Stress, anxiety, and depression are relatively common experiences, each with their own distinctive features.
Stress is a physical and psychological response to changing conditions, a normal part of day to day life that can in fact be positive – generating energy, alertness, and motivation to complete a range of tasks. Difficulties arise when too much stress is experienced at once; or smaller but significant amounts are experienced over a prolonged period of time. Ongoing stress can be detrimental to physical and mental health.
Anxiety is a strong sense of unease or worry in response to a perceived threat. In most situations stress and feelings of anxiety lessen when a stressful or threatening situation is removed. However sometimes the sense of uneasiness is not easily controlled and continues in the absence of any real threat, interfering with a person’s day to day functioning. Clinical anxiety is the most common mental health concern in Australia, with one in three women and one in five men experiencing some form in any twelve month period.
Depression, much more than simply ‘feeling down’, is a serious condition that will affect one in six Australians at some point in our lives. It is the leading cause of disability worldwide. Intense feelings of sadness for extended periods of time impact on the ability to function day to day, impairing the ability to enjoy activities that once gave pleasure, and people may experience social withdrawal and isolation. Early treatment for depression is vital to ensure the best long-term outcome.
The good news is that as these conditions are so common, there is a vast body of research into effective treatments. As well as support and understanding, Huon Counselling can provide you with techniques to reduce external stress, calm and regulate emotions, improve your sense of self-worth, and re-engage with living a vital life.
The importance of feeling supported, confident, and calm in your role as a parent cannot be overstated. Finding ways to nurture yourself and avoid burnout is a vital part of this process, but with most of us living busy lives it’s not always easy to know how and where to start. Particular stages in your child’s development, individual temperaments, and life circumstances, all contribute to different challenges that we meet while parenting.
Any experience that can damage a person’s sense of trust that the world is a safe place has the potential to result in trauma. The types of events that may result in trauma may be one-off occurrences such as experiencing theft, physical assault, flood, or fire; or ongoing experiences such as being subjected to bullying, domestic abuse, living in war-zones, or experiencing life-threatening illness.

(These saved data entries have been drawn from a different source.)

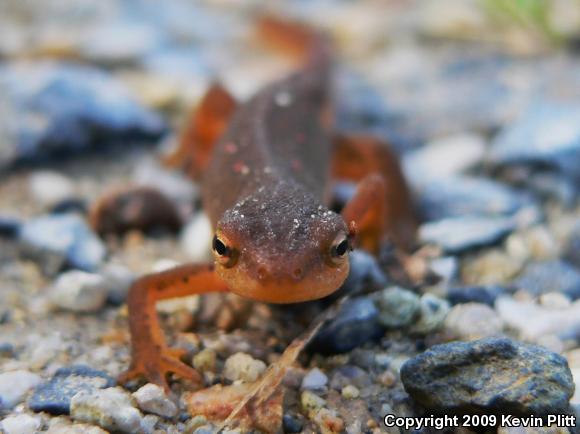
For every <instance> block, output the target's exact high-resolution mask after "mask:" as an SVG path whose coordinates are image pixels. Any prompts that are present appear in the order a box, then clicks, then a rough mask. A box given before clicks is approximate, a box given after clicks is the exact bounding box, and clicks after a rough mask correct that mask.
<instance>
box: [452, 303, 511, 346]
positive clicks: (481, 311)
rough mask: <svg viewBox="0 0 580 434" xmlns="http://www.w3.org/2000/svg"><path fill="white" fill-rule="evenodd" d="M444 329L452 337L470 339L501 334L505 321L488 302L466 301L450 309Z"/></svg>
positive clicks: (486, 336) (462, 339) (479, 337)
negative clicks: (487, 302)
mask: <svg viewBox="0 0 580 434" xmlns="http://www.w3.org/2000/svg"><path fill="white" fill-rule="evenodd" d="M444 330H445V334H446V335H447V336H449V337H450V338H451V339H459V340H464V341H470V340H475V339H482V338H488V337H492V336H499V335H501V333H502V330H503V321H502V319H501V318H500V316H499V315H498V314H497V313H496V312H495V310H493V309H492V308H491V307H489V306H488V305H486V304H481V303H465V304H459V305H457V306H454V307H453V308H452V309H451V310H450V311H449V314H448V315H447V317H446V318H445V325H444Z"/></svg>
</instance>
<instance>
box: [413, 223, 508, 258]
mask: <svg viewBox="0 0 580 434" xmlns="http://www.w3.org/2000/svg"><path fill="white" fill-rule="evenodd" d="M515 227H516V223H515V221H514V220H513V219H512V218H509V217H483V216H465V217H453V218H447V219H443V220H438V221H436V222H430V223H425V224H423V225H421V227H420V228H419V239H420V240H421V242H423V243H428V244H435V245H437V246H440V247H441V248H442V249H443V250H444V251H445V252H446V253H451V254H454V253H461V252H464V251H467V250H470V249H474V248H477V247H484V246H489V245H493V244H495V243H497V242H499V241H501V240H502V239H503V238H504V237H505V236H507V235H508V234H509V233H510V232H511V231H513V230H514V228H515Z"/></svg>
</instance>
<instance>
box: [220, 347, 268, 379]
mask: <svg viewBox="0 0 580 434" xmlns="http://www.w3.org/2000/svg"><path fill="white" fill-rule="evenodd" d="M265 370H266V364H265V363H264V362H262V361H261V360H257V359H254V358H253V357H252V356H250V355H249V354H245V353H236V354H234V355H233V356H230V357H228V359H227V360H226V363H225V366H224V372H223V374H224V376H225V377H226V378H227V379H228V380H231V381H237V380H241V381H244V382H248V383H251V382H253V381H256V380H257V379H258V377H259V376H260V375H262V373H263V372H264V371H265Z"/></svg>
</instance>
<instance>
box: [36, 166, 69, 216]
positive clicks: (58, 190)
mask: <svg viewBox="0 0 580 434" xmlns="http://www.w3.org/2000/svg"><path fill="white" fill-rule="evenodd" d="M28 186H29V189H30V193H31V195H32V196H33V197H34V199H36V201H37V202H39V203H40V204H42V205H44V206H47V207H48V206H52V205H56V204H57V203H58V202H61V201H63V200H65V199H69V198H71V197H73V196H74V194H75V186H74V184H73V182H72V181H71V180H70V179H69V178H67V177H66V176H64V175H62V174H60V173H58V172H53V171H48V170H43V171H40V172H36V173H34V174H32V176H31V177H30V180H29V184H28Z"/></svg>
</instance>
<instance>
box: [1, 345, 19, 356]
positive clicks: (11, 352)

Not all potentially traumatic events result in trauma. People react in different ways, depending on such things as the duration of the experience, whether it was of an interpersonal nature, and how much support was received at the time. For some, the resulting feelings of confusion, betrayal, and insecurity may be ongoing and severe. Trauma of an ongoing nature, especially if experienced during childhood, can have long term consequences that affect a person’s feelings of self-worth, and can be linked to anxiety, anger, depression, shame, alcohol and drug abuse, and difficulties relating to others.
Counselling can help you to find ways to alleviate the severity of many of these symptoms; to cope with and lessen unwanted thoughts, develop a greater sense of safety, self-worth, and inner harmony, and live life more fully.
Emotions such as anger, fear, self-criticism, sadness, loneliness, and jealousy, can feel particularly overwhelming; and many people have troubles understanding, tolerating, and responding effectively when they arise.
These emotions are an important part of life, and serve valuable functions as part of the complete experience of being human. It is important that we understand them; learning to accept and acknowledge, to allow them the space to be felt; and at the same time keep our sense of self and self-control intact. We can do this by learning more about what emotions are and why we have them, how they relate to bodily processes, thought processes, and social relationships. Perhaps most importantly, we can learn techniques to help us feel soothed and calm, and respond in the best way possible when these feelings arise.
Perhaps the most difficult form of grief we can experience is that from the death of a loved one. There is no set pattern to grief, and no ‘correct’ way to grieve. Counselling can provide gentle support as you find your own way to work through this process. It can help you to explore and express your feelings, and to find a sense of meaning in your loss. If somebody you love has died, counselling can help you adjust to a world in which they are physically absent, while honouring your enduring connection and relationship.